About Carbon Border Adjustment Mechanism (CBAM):

The EU contends that while pursuing emission reduction ambitions, the prevalence of weaker climate policies in other countries poses the risk of what is called ‘carbon leakage”.

Carbon Leakage:

  • Companies in order to meet climate policy requirements or to avoid restrictions on carbon emissions in their home country, relocate the production or manufacturing of carbon-intensive materials to countries with less stringent climate rules.
  • This means that instead of getting sequestered, carbon emissions end up happening in another place. In the EU’s context, carbon leakage also assumes an extended meaning, when products manufactured in the EU (meeting emission standards) get replaced by carbon-intensive products imported from other countries.

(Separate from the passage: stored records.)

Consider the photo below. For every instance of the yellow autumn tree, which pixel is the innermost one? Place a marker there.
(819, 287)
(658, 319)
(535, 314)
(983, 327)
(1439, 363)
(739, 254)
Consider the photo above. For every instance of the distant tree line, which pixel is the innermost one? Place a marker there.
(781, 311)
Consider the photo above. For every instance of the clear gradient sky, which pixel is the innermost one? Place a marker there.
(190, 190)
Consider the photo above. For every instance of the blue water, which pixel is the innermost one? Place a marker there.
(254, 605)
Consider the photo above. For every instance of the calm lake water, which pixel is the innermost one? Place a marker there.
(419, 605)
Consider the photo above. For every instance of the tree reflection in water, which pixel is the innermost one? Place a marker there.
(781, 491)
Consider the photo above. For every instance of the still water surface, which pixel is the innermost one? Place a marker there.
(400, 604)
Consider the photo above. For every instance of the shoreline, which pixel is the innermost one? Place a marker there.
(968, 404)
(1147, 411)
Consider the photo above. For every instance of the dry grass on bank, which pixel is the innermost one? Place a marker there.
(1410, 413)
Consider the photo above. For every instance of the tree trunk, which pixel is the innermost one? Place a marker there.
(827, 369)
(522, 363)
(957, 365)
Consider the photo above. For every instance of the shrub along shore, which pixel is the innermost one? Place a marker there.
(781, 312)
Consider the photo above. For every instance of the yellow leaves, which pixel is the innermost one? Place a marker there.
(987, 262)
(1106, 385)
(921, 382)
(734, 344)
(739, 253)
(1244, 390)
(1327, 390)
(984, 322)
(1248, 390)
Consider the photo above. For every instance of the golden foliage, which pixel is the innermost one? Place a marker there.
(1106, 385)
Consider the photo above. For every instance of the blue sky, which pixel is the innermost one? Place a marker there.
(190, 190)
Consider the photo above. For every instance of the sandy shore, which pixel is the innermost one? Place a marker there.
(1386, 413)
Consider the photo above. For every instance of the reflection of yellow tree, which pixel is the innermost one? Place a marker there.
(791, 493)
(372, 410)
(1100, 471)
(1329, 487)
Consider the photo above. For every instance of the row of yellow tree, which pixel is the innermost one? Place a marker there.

Ø  In order to prevent this and reach other climate change mitigation goals, the EU in 2021, came up with a proposal for a Carbon Border Adjustment Mechanism (CBAM).

Ø  The CBAM plans to impose a tariff on a set of carbon-intensive imports, which will have to be paid by EU importers and companies who export such goods to EU countries.

Ø  With the CBAM, the EU also wants to create a level-playing field for business in the bloc with those outside by making equal the price for the carbon content of goods regardless of where they are made.

Ø  The EU argues that with the CBAM, domestic businesses, who currently risk being disadvantaged by cheaper, carbon-tax free imported products, would be put on a fairer footing.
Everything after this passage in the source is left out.